アビューズは右手にも刺身包丁を手にして、反撃しようとする。だが、刀を斜めにズラされて、アビューズの右手は虚空へと向かう。
「バークス様、何処か遠いところに、この男。重症を負っているとはいえ、中々の猛者ですよ」
トモシビは、冷や汗を流していた。
「出来れば、“例の場所”に向かいませんか? もし、私が敗れた場合、貴方さまは、死霊術師達に守って貰った方がいい」
「お前がそう思うなら、そうする」
そう言うと、バークスは、運転手に支持を出す。
「おい、トモシビ。そいつを始末した後、そいつの生首をわしのところに持ってこい」
「承知しました」
金属同士の火花が散る。
†
バークス議員は、舌打ちを何度も、繰り返していた。
……ヴェンデッタを殺した? あの小僧がか? わしの専属ボディーガードを?
ハッタリなんじゃないのか? とも思った。
だが、先程まで会食を繰り返していた連中は、首だけになっていた。
研究施設。
その中に、彼は入る。
中には、研究者と、死霊術師が数名いた。
「おい、会食を襲撃された。あの場所には34名の要人達が集まっていた。たった一人でやったとすれば見上げたものだ。あの小僧も私の下に欲しくなったな」
彼は、にやにやと、下卑た笑みを浮かべる。
「そうだ。ゾンビとして使えないか。おい、お前」
「はい」
バークスに声をかけられて、死霊術師の一人は答える。
「ヴェンデッタが殺されたそうだ。奴の死体が見つかれば、ゾンビをして再利用する事は可能か?」
「超能力ごと、再利用は可能だと思います」
それを聞いて、バークスは楽しそうな顔をする。
「何も問題が無い。どんな人材が死のうが、わし……私が、この国を支配出来る、何も問題は無い。たとえ首相でさえ、わしの手腕には逆らえん」
バークスは、自信たっぷりの笑いを浮かべていた。
†
トモシビは、かなり焦っていた。
確実に、自分の体力が削られていっている。
彼の胸元にあるスマートフォンから着信が鳴り響く。
「…………失礼する」
彼は、アビューズから距離を取り、刀で牽制しながら電話に出る。相手は飼い主であるウキヨだ。出ないわけにはいかない。
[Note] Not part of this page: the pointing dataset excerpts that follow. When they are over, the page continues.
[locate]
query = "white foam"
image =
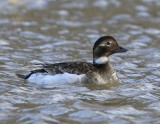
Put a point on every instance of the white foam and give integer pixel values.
(40, 78)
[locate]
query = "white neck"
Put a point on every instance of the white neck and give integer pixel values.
(101, 60)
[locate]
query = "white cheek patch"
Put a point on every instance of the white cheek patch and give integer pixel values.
(101, 60)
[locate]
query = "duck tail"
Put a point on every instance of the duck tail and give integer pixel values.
(21, 76)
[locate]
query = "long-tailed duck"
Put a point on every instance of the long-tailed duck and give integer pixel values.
(99, 72)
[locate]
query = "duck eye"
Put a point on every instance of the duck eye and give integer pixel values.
(108, 43)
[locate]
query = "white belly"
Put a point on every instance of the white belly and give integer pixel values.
(41, 78)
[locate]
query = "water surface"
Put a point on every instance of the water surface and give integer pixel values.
(57, 31)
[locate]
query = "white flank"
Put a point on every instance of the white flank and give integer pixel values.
(40, 78)
(101, 60)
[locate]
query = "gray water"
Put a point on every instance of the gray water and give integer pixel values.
(65, 30)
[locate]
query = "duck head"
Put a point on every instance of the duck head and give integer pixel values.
(104, 47)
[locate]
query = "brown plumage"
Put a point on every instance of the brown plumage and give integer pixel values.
(101, 71)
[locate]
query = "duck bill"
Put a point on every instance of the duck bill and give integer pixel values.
(120, 50)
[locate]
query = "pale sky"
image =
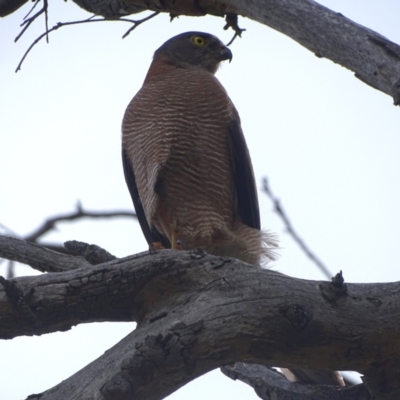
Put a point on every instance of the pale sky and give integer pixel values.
(328, 143)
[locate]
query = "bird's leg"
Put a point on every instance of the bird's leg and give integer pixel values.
(176, 244)
(173, 239)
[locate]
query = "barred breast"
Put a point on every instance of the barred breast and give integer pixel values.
(176, 134)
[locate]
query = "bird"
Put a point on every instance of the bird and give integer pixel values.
(185, 158)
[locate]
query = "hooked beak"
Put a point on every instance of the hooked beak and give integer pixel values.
(225, 54)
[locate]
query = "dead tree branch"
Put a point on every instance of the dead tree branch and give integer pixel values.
(197, 312)
(80, 213)
(373, 58)
(289, 228)
(135, 23)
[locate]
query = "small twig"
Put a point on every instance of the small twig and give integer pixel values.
(33, 7)
(46, 19)
(279, 210)
(232, 22)
(135, 23)
(27, 21)
(10, 269)
(79, 213)
(91, 252)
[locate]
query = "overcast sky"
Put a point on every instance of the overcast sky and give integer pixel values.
(328, 143)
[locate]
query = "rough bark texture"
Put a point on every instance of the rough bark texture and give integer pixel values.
(373, 58)
(270, 384)
(197, 312)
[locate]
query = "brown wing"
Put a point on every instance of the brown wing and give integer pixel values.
(150, 232)
(243, 175)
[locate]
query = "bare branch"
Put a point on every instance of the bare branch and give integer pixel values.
(38, 257)
(232, 22)
(61, 24)
(289, 227)
(269, 384)
(50, 223)
(27, 21)
(197, 312)
(137, 23)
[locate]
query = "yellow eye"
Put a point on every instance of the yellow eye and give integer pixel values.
(198, 40)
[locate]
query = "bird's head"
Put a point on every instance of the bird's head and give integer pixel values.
(194, 49)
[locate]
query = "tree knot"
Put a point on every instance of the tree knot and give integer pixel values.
(334, 290)
(297, 316)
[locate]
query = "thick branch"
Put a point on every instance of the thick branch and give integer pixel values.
(270, 384)
(197, 312)
(373, 58)
(38, 257)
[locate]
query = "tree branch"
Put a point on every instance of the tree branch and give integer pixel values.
(373, 58)
(197, 312)
(269, 384)
(50, 223)
(289, 227)
(38, 257)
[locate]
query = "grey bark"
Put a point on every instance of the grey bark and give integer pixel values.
(373, 58)
(197, 312)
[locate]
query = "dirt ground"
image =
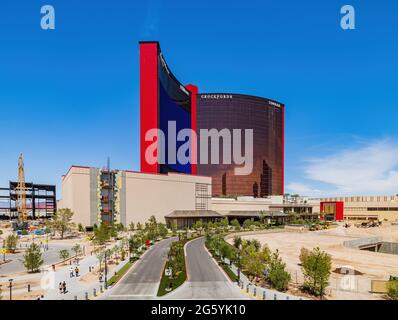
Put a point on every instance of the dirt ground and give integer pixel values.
(373, 265)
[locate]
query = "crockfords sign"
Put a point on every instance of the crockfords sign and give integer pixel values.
(216, 96)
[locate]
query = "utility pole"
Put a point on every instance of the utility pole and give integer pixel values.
(106, 270)
(10, 280)
(21, 192)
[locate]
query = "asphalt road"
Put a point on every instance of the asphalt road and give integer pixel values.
(16, 264)
(142, 281)
(205, 279)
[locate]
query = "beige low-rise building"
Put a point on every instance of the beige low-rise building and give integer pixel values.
(382, 208)
(114, 196)
(97, 196)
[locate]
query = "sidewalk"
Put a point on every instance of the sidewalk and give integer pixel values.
(259, 292)
(76, 289)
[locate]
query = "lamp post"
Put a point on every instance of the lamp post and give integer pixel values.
(10, 280)
(106, 270)
(4, 250)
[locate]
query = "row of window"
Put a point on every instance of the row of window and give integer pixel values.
(371, 209)
(362, 199)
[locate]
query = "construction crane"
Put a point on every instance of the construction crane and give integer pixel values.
(21, 192)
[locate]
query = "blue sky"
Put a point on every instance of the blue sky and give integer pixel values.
(70, 96)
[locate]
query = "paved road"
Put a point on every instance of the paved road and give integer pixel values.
(16, 264)
(205, 278)
(142, 281)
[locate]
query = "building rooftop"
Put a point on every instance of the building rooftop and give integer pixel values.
(257, 214)
(194, 214)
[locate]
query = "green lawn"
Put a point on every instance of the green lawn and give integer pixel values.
(166, 282)
(120, 273)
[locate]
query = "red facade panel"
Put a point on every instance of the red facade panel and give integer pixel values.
(338, 209)
(148, 99)
(194, 91)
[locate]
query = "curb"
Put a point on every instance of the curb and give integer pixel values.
(214, 260)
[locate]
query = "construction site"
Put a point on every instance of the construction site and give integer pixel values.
(23, 201)
(362, 258)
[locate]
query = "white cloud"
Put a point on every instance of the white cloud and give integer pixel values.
(370, 169)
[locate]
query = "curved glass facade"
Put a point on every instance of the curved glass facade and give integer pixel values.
(174, 105)
(266, 118)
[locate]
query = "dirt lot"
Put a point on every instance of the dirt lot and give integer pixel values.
(372, 265)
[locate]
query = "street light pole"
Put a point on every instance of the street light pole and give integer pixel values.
(106, 271)
(10, 280)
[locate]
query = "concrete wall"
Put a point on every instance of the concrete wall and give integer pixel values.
(141, 195)
(356, 207)
(224, 205)
(159, 195)
(76, 194)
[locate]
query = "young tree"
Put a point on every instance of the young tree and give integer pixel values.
(80, 228)
(62, 221)
(304, 253)
(316, 268)
(251, 262)
(152, 220)
(102, 234)
(174, 228)
(247, 224)
(33, 258)
(100, 254)
(198, 226)
(256, 244)
(237, 242)
(224, 224)
(235, 223)
(162, 230)
(11, 243)
(225, 251)
(278, 276)
(77, 249)
(63, 255)
(392, 289)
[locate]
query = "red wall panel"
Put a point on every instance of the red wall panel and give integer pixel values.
(194, 91)
(148, 99)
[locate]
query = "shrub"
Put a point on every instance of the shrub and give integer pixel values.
(392, 289)
(33, 258)
(316, 268)
(11, 243)
(278, 276)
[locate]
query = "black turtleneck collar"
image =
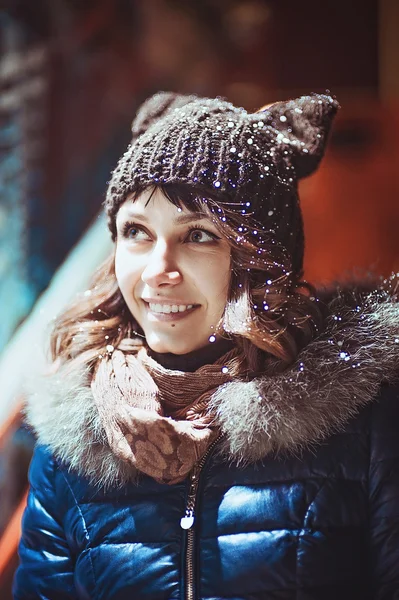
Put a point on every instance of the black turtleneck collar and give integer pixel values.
(192, 361)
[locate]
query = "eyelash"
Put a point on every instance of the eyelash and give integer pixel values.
(129, 225)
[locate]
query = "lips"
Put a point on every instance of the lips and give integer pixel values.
(168, 310)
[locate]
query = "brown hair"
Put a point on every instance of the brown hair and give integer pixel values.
(267, 313)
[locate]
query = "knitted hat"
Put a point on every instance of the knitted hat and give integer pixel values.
(251, 160)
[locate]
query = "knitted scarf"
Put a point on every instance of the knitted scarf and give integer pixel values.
(157, 419)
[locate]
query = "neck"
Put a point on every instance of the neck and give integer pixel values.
(192, 361)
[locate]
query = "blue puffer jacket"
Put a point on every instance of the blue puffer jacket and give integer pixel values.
(299, 521)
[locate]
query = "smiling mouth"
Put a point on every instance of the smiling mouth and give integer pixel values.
(170, 309)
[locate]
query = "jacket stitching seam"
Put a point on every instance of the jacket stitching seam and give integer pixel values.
(84, 526)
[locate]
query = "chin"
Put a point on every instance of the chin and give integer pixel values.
(177, 347)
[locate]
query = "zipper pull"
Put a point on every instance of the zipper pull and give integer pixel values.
(187, 521)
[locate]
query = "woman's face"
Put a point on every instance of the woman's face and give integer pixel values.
(173, 270)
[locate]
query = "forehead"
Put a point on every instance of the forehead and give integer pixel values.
(152, 204)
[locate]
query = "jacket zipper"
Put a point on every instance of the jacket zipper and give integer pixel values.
(187, 522)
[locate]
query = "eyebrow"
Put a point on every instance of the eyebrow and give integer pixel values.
(180, 219)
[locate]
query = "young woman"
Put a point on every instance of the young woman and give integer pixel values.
(211, 428)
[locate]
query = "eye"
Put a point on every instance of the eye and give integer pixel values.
(134, 232)
(200, 236)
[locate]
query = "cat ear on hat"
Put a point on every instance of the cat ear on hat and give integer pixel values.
(156, 107)
(304, 124)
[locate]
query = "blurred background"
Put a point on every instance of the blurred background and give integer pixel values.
(72, 74)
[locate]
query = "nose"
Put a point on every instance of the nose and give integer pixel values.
(161, 268)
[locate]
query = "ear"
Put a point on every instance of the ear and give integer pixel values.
(304, 124)
(156, 107)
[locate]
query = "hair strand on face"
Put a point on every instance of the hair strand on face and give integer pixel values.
(267, 314)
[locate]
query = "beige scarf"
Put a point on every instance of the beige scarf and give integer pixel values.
(156, 418)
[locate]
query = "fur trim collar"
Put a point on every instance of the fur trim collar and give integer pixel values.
(334, 376)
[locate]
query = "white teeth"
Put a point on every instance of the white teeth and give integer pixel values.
(168, 308)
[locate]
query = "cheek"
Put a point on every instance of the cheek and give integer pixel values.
(127, 271)
(216, 280)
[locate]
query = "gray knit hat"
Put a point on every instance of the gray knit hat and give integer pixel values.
(251, 160)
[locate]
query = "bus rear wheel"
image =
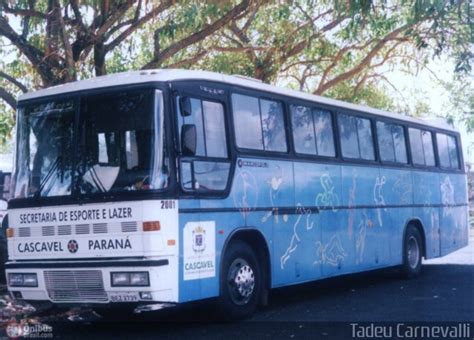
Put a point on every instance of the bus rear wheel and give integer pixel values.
(240, 281)
(412, 252)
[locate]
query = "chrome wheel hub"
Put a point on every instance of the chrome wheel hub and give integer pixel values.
(241, 281)
(413, 252)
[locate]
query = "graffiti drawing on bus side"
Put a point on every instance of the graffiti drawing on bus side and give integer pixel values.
(305, 215)
(447, 192)
(327, 198)
(275, 183)
(428, 210)
(352, 203)
(361, 234)
(403, 188)
(378, 197)
(245, 199)
(331, 253)
(449, 212)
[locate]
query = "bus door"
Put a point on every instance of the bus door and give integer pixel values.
(204, 161)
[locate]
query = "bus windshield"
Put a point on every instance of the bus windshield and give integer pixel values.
(115, 144)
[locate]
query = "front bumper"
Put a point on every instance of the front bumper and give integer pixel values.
(89, 281)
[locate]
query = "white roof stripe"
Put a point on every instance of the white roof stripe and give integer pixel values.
(138, 77)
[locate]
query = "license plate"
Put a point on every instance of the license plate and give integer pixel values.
(123, 297)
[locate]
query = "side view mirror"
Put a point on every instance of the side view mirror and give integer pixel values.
(185, 106)
(188, 139)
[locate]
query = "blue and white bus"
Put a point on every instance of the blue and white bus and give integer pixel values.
(154, 188)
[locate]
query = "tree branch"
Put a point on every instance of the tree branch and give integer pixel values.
(8, 98)
(22, 12)
(198, 36)
(138, 23)
(35, 56)
(14, 81)
(324, 86)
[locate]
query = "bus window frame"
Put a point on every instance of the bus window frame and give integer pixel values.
(334, 132)
(365, 162)
(409, 163)
(457, 140)
(193, 90)
(259, 95)
(423, 166)
(74, 198)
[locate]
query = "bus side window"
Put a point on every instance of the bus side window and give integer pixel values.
(312, 131)
(356, 137)
(428, 149)
(259, 123)
(392, 145)
(447, 150)
(421, 145)
(201, 174)
(208, 117)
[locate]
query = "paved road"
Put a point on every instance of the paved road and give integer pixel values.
(444, 292)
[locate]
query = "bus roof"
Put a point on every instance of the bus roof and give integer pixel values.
(163, 75)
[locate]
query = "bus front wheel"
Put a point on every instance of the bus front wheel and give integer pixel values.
(412, 252)
(241, 281)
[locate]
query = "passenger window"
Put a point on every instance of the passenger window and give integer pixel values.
(453, 152)
(200, 174)
(366, 142)
(273, 126)
(443, 152)
(303, 130)
(391, 139)
(356, 137)
(208, 117)
(259, 123)
(247, 123)
(312, 131)
(448, 151)
(421, 145)
(214, 126)
(324, 133)
(428, 149)
(416, 146)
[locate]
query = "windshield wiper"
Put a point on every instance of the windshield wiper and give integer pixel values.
(50, 173)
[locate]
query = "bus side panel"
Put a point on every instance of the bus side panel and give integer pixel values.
(295, 238)
(328, 247)
(268, 185)
(453, 218)
(358, 191)
(426, 193)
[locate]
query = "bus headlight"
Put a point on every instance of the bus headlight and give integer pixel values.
(22, 280)
(126, 279)
(139, 279)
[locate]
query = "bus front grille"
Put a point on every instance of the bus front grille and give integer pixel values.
(75, 286)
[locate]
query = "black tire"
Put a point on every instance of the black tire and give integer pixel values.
(3, 249)
(241, 282)
(412, 253)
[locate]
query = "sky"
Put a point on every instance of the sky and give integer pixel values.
(409, 88)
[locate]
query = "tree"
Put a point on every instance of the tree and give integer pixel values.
(60, 39)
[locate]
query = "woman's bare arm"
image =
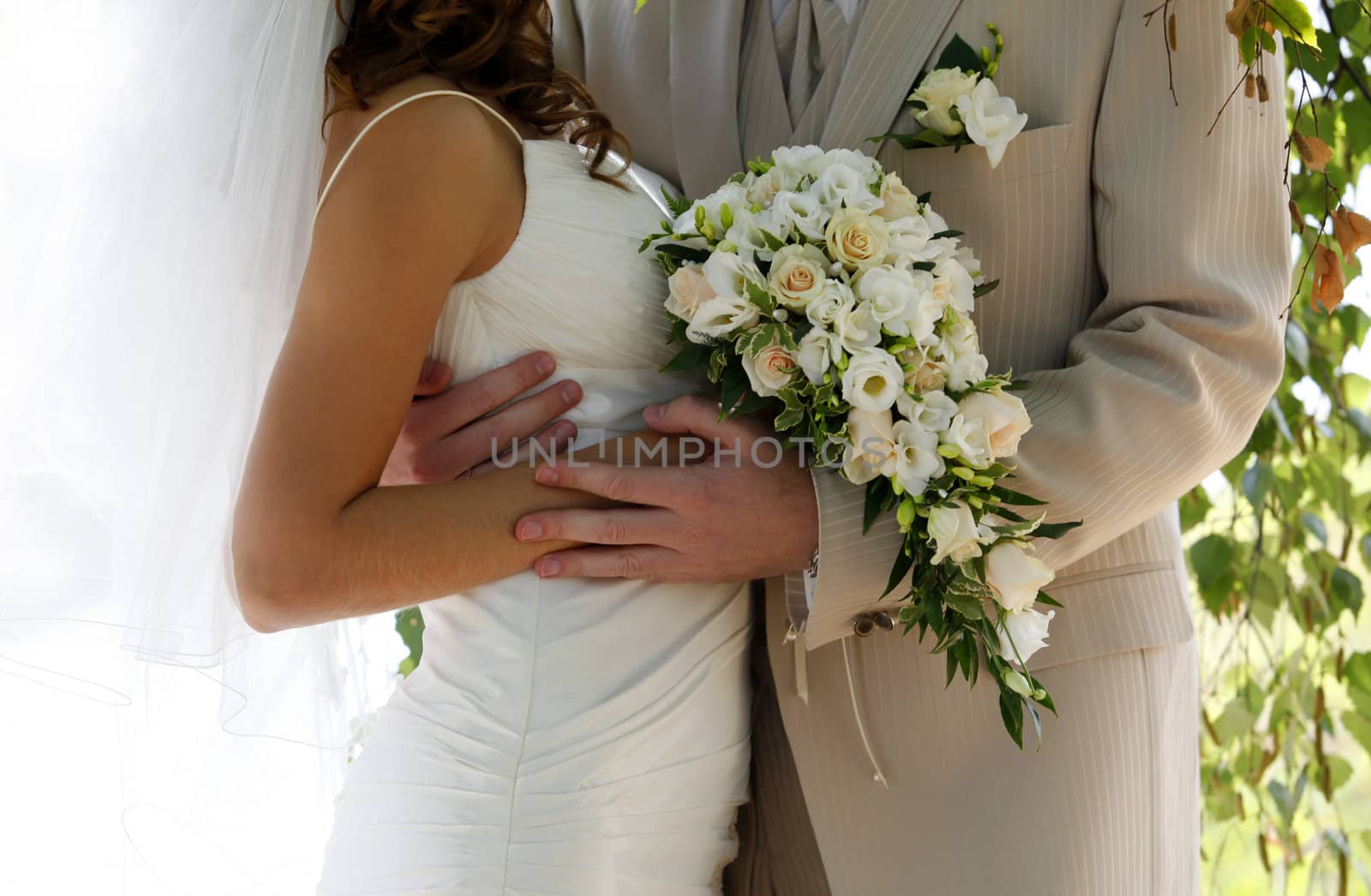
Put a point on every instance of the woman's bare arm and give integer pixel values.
(432, 194)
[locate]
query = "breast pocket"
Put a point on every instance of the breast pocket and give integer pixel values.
(952, 169)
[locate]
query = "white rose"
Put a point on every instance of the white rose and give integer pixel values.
(872, 379)
(932, 410)
(804, 212)
(730, 274)
(841, 185)
(797, 276)
(771, 370)
(889, 292)
(895, 199)
(1003, 415)
(1015, 578)
(797, 162)
(763, 189)
(856, 326)
(856, 239)
(939, 92)
(953, 529)
(1028, 629)
(689, 290)
(833, 299)
(953, 285)
(968, 436)
(817, 352)
(916, 457)
(991, 119)
(719, 317)
(872, 445)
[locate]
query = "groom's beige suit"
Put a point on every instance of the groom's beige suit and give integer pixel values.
(1144, 270)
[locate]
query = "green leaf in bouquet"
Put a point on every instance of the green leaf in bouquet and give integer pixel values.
(1056, 530)
(986, 288)
(690, 358)
(1009, 496)
(685, 253)
(1044, 598)
(959, 54)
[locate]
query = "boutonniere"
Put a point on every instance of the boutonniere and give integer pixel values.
(957, 102)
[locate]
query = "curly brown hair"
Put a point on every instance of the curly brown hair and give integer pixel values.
(497, 47)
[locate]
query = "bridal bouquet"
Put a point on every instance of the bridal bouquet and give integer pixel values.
(816, 288)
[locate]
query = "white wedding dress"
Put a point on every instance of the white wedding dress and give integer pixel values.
(561, 736)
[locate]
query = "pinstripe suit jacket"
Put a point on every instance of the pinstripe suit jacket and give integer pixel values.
(1144, 267)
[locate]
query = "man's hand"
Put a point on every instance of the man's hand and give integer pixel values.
(449, 431)
(726, 518)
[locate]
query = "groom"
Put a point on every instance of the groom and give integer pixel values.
(1144, 270)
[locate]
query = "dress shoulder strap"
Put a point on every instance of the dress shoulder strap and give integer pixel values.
(387, 111)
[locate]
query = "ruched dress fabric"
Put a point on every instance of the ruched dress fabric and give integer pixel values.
(562, 736)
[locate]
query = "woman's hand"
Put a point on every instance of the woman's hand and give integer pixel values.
(454, 431)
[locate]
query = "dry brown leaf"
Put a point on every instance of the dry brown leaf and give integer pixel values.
(1352, 232)
(1314, 152)
(1327, 280)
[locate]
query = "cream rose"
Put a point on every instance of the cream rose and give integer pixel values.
(939, 92)
(895, 199)
(797, 276)
(856, 239)
(771, 369)
(1015, 577)
(872, 379)
(1004, 418)
(689, 290)
(1028, 633)
(953, 529)
(872, 445)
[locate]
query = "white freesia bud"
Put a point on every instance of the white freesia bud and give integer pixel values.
(817, 352)
(939, 92)
(1004, 418)
(968, 436)
(730, 274)
(771, 369)
(857, 326)
(953, 529)
(719, 317)
(689, 290)
(932, 410)
(833, 299)
(856, 239)
(1028, 633)
(797, 276)
(1015, 577)
(841, 185)
(916, 457)
(872, 445)
(991, 119)
(895, 199)
(872, 379)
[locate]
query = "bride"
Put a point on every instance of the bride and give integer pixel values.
(566, 736)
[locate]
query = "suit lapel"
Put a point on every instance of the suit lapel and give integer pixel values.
(895, 41)
(705, 47)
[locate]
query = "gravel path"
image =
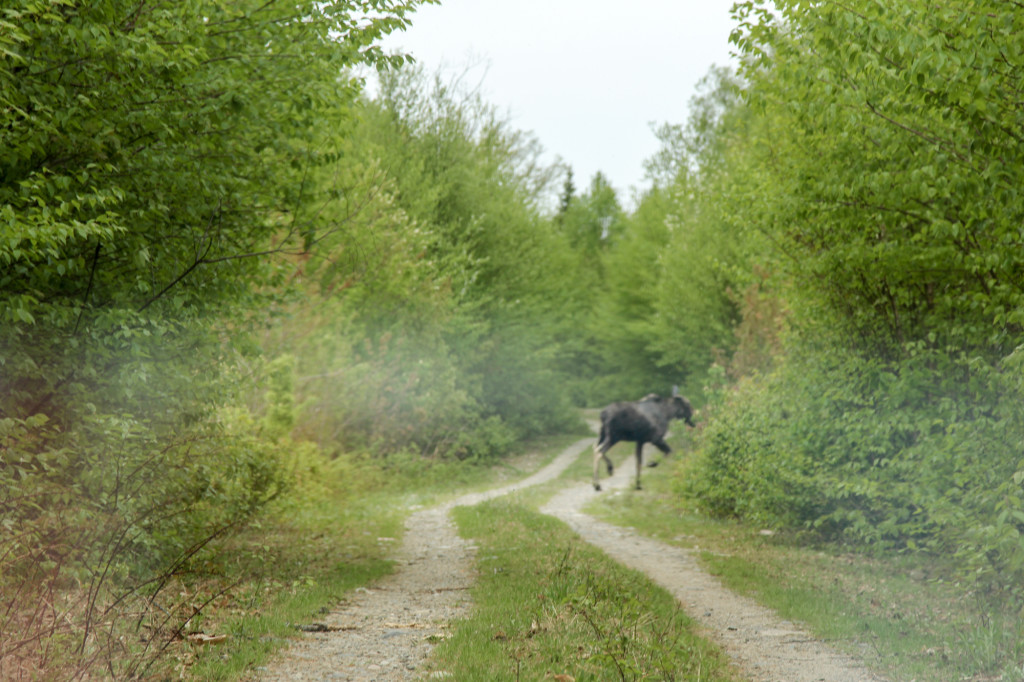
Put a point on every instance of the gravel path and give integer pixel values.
(386, 632)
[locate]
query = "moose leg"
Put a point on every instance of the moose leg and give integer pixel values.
(662, 445)
(601, 452)
(639, 461)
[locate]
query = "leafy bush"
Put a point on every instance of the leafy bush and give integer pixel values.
(920, 456)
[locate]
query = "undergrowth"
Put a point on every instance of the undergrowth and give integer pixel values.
(905, 615)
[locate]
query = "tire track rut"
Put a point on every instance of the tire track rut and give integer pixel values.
(386, 632)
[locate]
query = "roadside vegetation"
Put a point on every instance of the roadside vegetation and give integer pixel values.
(233, 284)
(908, 617)
(563, 607)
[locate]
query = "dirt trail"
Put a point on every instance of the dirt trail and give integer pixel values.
(386, 633)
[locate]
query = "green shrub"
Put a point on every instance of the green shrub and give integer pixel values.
(918, 456)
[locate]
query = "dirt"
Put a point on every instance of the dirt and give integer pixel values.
(386, 632)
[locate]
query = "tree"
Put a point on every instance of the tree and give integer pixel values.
(154, 167)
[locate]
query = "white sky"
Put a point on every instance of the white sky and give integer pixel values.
(586, 77)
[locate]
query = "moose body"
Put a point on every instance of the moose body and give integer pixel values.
(643, 421)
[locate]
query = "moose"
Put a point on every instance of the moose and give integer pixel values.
(643, 421)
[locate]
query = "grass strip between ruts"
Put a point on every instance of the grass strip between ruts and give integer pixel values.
(547, 604)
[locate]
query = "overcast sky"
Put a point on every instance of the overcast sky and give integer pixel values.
(586, 77)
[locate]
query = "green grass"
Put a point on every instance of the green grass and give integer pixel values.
(898, 612)
(305, 553)
(547, 603)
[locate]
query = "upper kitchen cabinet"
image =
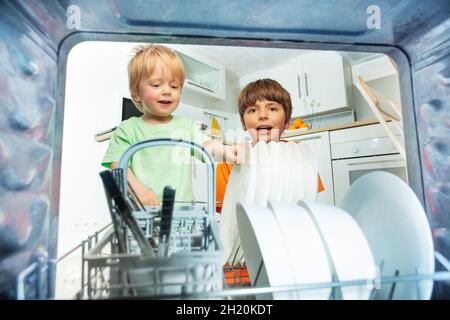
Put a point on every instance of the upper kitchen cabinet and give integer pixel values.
(205, 79)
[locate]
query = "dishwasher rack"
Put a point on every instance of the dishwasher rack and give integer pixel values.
(133, 259)
(193, 269)
(197, 276)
<あのうですね。トモシビ。少し頭を冷やしなさい。お前は僕の大切な右腕だ。私のナンバーワンだ。お前に死なれては困る>
「ですが…………」
<なあに。ジョージ・バークス氏との契約なんて無視すればよいのですよ。そこにいる相手は、お前には荷が重い。いくら負傷しているとはいえ、かなり強力な使い手ですよ。もちろん、素性も知っています>
<バークス氏は惜しい人材を失ったなあ。ヴェンデッタは人目見て、是非、我が社の社員になって欲しかったものですが。彼は、彼女の才能を生かす事が出来なかった気がしますね>
アビューズは、両手の刺身包丁をトモシビに向ける。
「電話が終われば、お前に突撃するぜ。電話は待っておいてやる」
<直言します。僕は、このザ・ステートとのビジネスを諦める事にしました。そこにいる、御使いのアビューズさんは相手が悪い。僕が目をかけていた、ヴェンデッタさんでさえ、敗北した相手なんですよ? トモシビ、僕はお前の能力を買っているが。ヴェンデッタさんや、ましてや、御使い屈指の実力者であるアビューズさんに勝てるとは思えない。僕はこの国とのビジネスは諦める事にしました。まあ、損はすぐに取り戻します>
「で、ですが…………」
<もう一度言います。引きなさい>
そう言って、ウキヨは通話を切った。
トモシビは、両腕が震えていた。
全身から、汗が止まらない。アビューズといったか、彼の攻撃の一撃、一撃が、とても重いのだ。使っているものは、ただの包丁でしかないのに。
「ウキヨからの電話か?」
彼は訊ねる。
「あ、ああ……」
「はっきり言うぜ。俺は手を抜いていた。能力を使わずにいたからな。バークスの手前、お前の面子を立ててやったんだぜ。少しは感謝する事だな」
そう言うと。
アビューズは、再び、包丁の一本で、トモシビの刀に触れる。
すると、まるで、野菜か何かでも切れるように、いともたやすく、トモシビの刀が綺麗に折れる。
「う、うう…………」
「バークスのいる場所は、大体、見当は付いている。例の場所ってとこはな、俺はそこに行く」
後には、トモシビが地面にへたり込みながら、顔を蒼ざめていた。